The Creditor's Rights Endorsement is Going, Going, Gone!

Effective March 8, 2010, the American Land Title Association (ALTA) with its ALTA Form 21-06 Creditor's Rights Endorsement. Major title companies such as Fidelity National Title Group, Chicago Title, First American and Lawyer's Title, among others, have followed suit. Several state Departments of Insurance are also rejecting any policy form that provides this type of coverage and the California Land Title Association has also decertified its comparable endorsement.

Furthermore, title companies will no longer be willing to delete the creditor's rights exclusion from their policies or otherwise modify their policies to dilute this exclusion.

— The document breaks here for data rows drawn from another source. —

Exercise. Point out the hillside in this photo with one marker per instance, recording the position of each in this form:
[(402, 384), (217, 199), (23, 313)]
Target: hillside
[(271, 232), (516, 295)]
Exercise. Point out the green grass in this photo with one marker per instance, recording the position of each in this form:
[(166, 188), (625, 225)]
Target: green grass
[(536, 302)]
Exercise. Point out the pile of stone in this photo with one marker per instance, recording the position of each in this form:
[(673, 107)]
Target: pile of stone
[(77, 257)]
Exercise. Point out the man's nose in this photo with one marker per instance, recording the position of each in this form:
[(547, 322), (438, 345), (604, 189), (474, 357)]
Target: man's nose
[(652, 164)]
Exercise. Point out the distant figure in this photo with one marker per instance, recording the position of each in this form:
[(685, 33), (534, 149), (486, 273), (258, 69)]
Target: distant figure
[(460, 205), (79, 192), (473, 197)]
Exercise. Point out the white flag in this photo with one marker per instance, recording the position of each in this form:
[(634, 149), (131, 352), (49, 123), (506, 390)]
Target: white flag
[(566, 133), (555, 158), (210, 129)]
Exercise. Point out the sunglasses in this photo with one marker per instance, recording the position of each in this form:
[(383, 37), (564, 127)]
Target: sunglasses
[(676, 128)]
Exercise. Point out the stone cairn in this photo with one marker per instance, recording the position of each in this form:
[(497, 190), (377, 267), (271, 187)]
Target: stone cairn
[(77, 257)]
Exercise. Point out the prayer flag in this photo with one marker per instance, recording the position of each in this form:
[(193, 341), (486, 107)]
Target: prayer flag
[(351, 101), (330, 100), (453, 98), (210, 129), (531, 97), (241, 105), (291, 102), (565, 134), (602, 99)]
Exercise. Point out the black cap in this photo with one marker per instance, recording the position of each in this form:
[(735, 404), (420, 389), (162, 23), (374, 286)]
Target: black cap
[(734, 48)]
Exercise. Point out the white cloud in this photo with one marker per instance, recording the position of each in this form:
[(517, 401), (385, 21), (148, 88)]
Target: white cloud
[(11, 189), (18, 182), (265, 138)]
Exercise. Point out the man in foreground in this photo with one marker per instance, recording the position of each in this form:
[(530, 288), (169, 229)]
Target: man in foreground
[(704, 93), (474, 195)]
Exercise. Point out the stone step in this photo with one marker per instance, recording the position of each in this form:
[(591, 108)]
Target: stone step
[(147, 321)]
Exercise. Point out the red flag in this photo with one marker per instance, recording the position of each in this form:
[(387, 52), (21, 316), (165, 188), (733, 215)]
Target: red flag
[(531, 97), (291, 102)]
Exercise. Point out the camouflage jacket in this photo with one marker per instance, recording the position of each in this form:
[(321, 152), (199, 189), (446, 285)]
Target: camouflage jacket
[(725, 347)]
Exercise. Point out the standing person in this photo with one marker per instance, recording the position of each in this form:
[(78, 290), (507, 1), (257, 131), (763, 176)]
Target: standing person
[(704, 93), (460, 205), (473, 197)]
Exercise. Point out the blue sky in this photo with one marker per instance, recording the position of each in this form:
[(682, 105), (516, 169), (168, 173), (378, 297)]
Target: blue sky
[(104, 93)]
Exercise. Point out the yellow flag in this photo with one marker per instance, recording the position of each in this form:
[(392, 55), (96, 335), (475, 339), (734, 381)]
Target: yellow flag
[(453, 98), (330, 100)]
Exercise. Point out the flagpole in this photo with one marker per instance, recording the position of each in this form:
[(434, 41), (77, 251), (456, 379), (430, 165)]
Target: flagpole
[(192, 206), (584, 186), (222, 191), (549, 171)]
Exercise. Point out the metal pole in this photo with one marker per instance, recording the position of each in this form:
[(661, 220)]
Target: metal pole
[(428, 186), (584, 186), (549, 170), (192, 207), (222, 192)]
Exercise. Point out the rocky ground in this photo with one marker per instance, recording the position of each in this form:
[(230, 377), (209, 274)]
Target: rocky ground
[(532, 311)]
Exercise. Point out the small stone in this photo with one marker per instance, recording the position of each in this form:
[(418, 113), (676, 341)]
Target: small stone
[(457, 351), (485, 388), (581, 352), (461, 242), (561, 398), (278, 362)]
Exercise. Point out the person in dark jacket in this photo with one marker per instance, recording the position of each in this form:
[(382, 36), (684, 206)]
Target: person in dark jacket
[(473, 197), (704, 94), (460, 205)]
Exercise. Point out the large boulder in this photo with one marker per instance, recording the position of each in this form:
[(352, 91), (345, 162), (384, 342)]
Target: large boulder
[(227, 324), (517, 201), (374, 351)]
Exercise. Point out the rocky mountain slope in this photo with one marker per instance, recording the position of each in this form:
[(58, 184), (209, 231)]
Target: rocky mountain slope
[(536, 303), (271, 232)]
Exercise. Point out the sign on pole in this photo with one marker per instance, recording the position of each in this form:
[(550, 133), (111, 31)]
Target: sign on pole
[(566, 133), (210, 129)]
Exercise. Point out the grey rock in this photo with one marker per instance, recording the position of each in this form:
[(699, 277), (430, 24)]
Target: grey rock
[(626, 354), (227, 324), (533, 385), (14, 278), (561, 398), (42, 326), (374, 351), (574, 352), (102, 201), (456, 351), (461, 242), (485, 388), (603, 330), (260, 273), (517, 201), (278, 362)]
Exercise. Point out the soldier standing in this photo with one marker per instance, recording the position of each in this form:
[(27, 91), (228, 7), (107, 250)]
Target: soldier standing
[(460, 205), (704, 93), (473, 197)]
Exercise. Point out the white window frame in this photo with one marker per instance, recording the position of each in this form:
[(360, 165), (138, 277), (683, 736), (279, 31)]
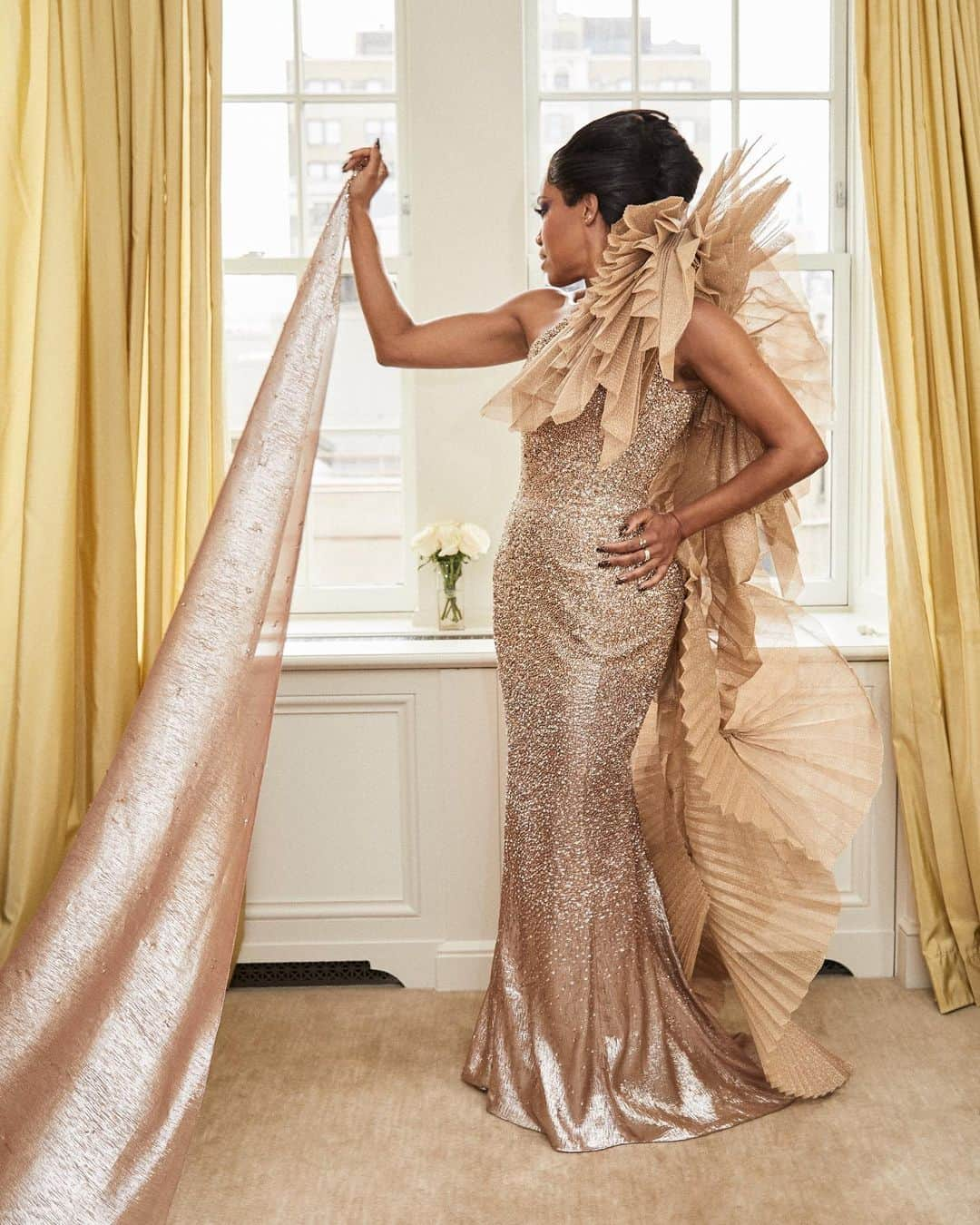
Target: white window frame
[(368, 601), (830, 593)]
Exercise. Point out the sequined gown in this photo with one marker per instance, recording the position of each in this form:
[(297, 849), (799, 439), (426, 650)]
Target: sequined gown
[(588, 1031)]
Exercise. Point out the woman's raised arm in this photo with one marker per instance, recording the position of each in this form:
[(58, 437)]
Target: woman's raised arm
[(475, 338)]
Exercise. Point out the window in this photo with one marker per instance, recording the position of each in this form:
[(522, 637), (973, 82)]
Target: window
[(284, 144), (725, 71)]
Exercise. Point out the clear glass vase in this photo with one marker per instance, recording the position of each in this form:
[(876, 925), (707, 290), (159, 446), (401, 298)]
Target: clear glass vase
[(450, 597)]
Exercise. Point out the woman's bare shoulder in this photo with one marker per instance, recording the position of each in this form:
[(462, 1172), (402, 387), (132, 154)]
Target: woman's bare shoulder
[(543, 308)]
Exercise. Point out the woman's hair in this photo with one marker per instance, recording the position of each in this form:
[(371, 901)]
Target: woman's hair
[(627, 157)]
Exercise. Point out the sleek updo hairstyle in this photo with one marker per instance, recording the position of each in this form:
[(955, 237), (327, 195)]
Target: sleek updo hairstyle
[(627, 157)]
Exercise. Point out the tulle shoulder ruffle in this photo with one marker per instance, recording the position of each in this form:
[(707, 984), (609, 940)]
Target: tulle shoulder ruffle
[(761, 755)]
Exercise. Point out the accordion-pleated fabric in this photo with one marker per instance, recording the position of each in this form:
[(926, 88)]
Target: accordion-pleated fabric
[(111, 1002), (760, 755)]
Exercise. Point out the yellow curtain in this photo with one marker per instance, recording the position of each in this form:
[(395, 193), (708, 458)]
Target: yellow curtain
[(919, 105), (112, 440)]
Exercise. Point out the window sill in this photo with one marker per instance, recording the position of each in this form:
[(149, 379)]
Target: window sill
[(396, 642)]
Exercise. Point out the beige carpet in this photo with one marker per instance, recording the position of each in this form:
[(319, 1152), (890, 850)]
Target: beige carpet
[(345, 1105)]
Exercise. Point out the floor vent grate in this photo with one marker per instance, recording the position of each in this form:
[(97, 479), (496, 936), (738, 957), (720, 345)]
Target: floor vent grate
[(283, 974)]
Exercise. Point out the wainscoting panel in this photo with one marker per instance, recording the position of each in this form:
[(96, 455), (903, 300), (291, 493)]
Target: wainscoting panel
[(378, 833)]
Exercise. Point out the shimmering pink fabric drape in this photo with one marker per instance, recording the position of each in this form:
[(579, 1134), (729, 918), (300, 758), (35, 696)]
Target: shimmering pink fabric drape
[(111, 1002)]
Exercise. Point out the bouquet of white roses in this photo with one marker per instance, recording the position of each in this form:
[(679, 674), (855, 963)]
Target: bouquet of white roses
[(450, 545)]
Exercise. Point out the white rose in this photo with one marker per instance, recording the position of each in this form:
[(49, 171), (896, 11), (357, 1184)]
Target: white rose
[(448, 538), (426, 542), (475, 539)]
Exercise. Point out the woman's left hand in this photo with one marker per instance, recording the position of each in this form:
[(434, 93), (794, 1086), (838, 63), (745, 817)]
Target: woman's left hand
[(659, 532)]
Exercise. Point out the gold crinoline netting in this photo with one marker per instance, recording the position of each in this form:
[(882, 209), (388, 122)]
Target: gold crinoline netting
[(760, 757)]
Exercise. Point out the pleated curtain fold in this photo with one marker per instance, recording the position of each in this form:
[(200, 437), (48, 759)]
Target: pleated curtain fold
[(112, 438), (919, 111)]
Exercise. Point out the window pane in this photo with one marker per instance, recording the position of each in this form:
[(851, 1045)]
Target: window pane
[(704, 125), (585, 45), (347, 125), (685, 48), (255, 308), (259, 181), (356, 525), (799, 132), (348, 48), (258, 49), (777, 53)]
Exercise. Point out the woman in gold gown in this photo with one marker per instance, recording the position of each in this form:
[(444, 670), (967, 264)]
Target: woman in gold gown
[(688, 753)]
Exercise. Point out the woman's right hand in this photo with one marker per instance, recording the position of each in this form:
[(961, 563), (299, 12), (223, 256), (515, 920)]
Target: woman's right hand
[(369, 173)]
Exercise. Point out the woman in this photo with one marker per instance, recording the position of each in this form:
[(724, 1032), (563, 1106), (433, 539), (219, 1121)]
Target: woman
[(675, 789)]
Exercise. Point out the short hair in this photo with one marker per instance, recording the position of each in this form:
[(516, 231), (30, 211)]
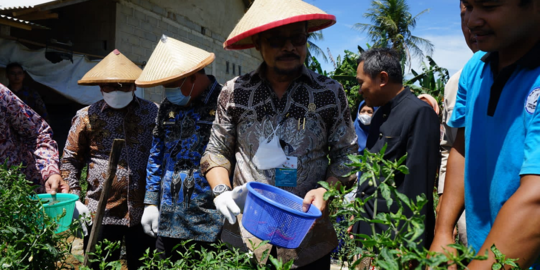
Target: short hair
[(377, 60), (13, 65)]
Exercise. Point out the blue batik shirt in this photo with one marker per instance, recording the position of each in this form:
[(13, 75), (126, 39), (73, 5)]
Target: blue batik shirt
[(174, 181)]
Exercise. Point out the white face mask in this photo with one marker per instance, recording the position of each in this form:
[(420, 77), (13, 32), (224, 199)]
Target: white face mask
[(269, 155), (118, 99), (365, 119)]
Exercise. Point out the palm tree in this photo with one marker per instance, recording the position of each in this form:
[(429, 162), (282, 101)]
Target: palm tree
[(391, 27), (313, 49)]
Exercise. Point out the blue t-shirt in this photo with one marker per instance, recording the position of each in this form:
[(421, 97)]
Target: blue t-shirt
[(499, 148)]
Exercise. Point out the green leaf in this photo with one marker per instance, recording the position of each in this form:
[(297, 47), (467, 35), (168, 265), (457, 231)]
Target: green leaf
[(386, 194), (403, 169), (402, 159), (383, 150)]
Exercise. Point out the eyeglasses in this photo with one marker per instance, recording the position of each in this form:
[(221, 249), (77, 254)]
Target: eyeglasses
[(279, 41), (110, 87)]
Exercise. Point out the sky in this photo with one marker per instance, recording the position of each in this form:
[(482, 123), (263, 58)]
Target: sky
[(440, 25)]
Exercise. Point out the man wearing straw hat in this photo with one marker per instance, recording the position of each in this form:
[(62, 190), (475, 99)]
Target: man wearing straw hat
[(120, 115), (306, 111), (178, 198)]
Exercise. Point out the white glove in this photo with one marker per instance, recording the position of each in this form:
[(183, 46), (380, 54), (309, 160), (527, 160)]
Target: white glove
[(231, 203), (149, 220), (82, 212)]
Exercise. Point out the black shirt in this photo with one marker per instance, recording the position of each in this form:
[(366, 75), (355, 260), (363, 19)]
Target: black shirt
[(408, 125)]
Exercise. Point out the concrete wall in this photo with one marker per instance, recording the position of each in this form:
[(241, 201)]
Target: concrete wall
[(90, 26), (201, 23)]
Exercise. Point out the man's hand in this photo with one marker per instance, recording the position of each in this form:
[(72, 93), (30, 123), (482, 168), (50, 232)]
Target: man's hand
[(55, 183), (149, 220), (315, 197), (231, 203)]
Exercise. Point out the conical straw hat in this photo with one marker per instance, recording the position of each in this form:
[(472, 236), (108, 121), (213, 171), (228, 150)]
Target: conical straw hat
[(268, 14), (173, 60), (115, 68)]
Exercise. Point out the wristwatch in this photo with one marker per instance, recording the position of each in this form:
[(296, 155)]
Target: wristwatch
[(219, 189)]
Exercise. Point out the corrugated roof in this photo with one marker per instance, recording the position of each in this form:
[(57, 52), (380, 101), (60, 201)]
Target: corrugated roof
[(33, 25), (22, 4)]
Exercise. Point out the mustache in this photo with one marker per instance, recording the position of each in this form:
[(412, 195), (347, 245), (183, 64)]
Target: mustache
[(288, 55)]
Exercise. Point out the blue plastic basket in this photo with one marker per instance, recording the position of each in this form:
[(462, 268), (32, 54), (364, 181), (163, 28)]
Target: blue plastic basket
[(276, 215)]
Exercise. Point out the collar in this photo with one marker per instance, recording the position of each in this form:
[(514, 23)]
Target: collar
[(134, 102), (529, 60), (305, 74)]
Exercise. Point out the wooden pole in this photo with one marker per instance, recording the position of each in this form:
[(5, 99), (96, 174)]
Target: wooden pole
[(116, 150)]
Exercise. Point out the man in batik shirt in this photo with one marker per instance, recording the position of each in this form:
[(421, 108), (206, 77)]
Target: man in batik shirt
[(306, 111), (120, 115), (15, 76), (178, 198), (25, 138)]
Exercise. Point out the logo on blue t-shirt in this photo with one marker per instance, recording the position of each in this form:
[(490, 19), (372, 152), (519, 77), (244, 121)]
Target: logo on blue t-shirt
[(532, 99)]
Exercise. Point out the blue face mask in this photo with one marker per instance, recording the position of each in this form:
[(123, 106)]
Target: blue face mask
[(175, 96)]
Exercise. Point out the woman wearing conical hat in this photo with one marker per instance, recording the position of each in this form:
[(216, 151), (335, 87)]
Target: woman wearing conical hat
[(178, 198), (120, 115), (307, 112)]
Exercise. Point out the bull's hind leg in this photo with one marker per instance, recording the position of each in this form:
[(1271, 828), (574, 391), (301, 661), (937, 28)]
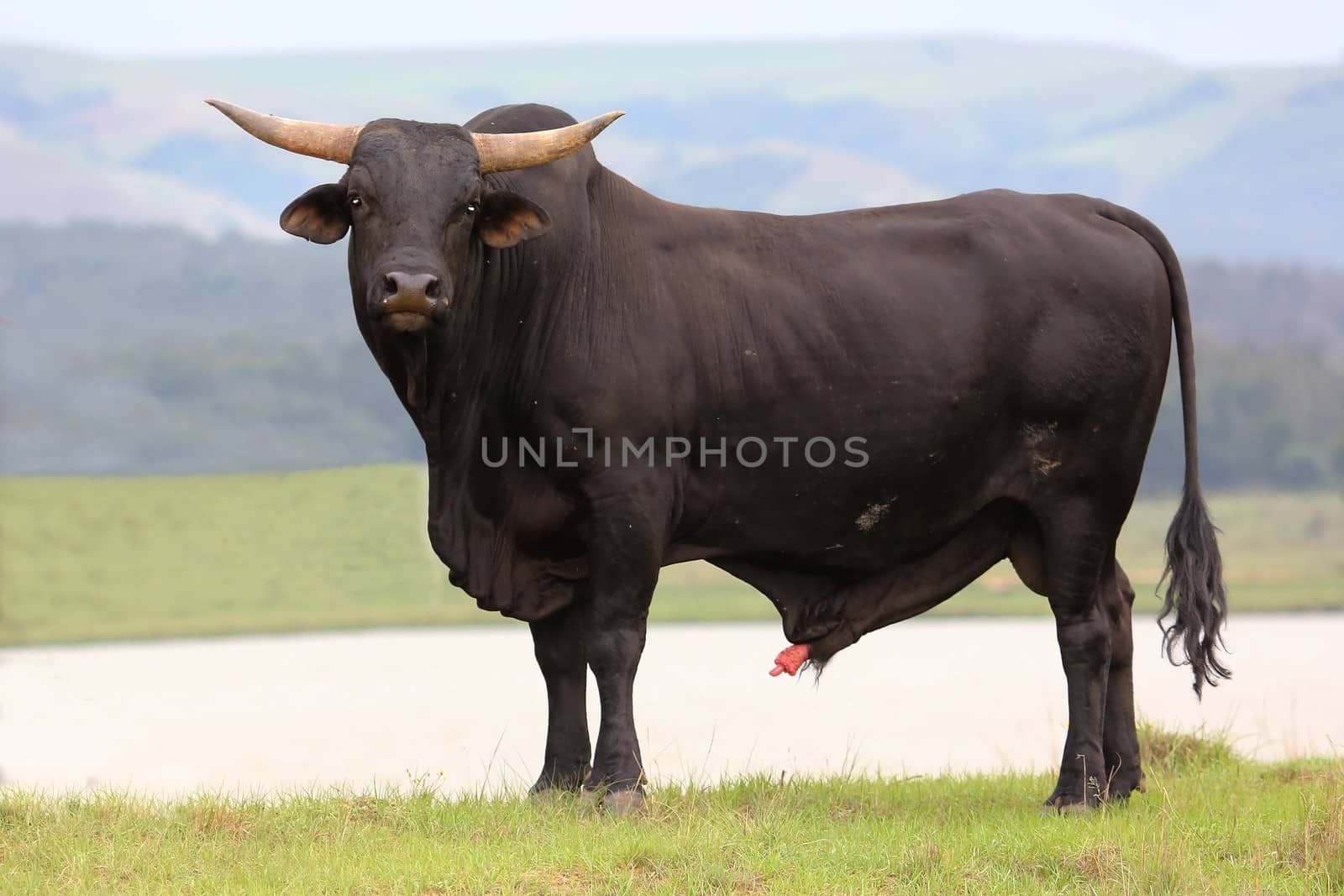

Buyers and lenders, especially lenders, liked to request this endorsement to protect against losses they might incur if, prior to the transfer date, there was a fraudulent transfer or other voidable preference under the federal bankruptcy laws, state insolvency laws or other similar laws affecting creditor's rights. By providing this endorsement, the title company would bear the burden of defending the insured party against a creditor's claim trying to void the transfer, including attorney's fees and other costs of defense.

A transfer of property will typically be upheld despite a creditor's attempt to set it aside if fair value was paid. However, in today's unstable real estate market, who can say what is fair value? The numbers are all over the place.

What this means for a buyer or lender is to not skimp on the due diligence. Check out the stability of the seller, how much risk is there of a bankruptcy filing or receivership? What evidence does the buyer have to document that the purchase price was appropriate and fair. Buyers, are you tempted to take advantage of a troubled seller and get a real bargain? Think twice about doing so, it could come back to bite you and the consequences are severe; you lose out on title to the property.

There may be a handful of title companies that elect to still provide the coverage, but the underwriting standards will be stringent and the premium cost will be high.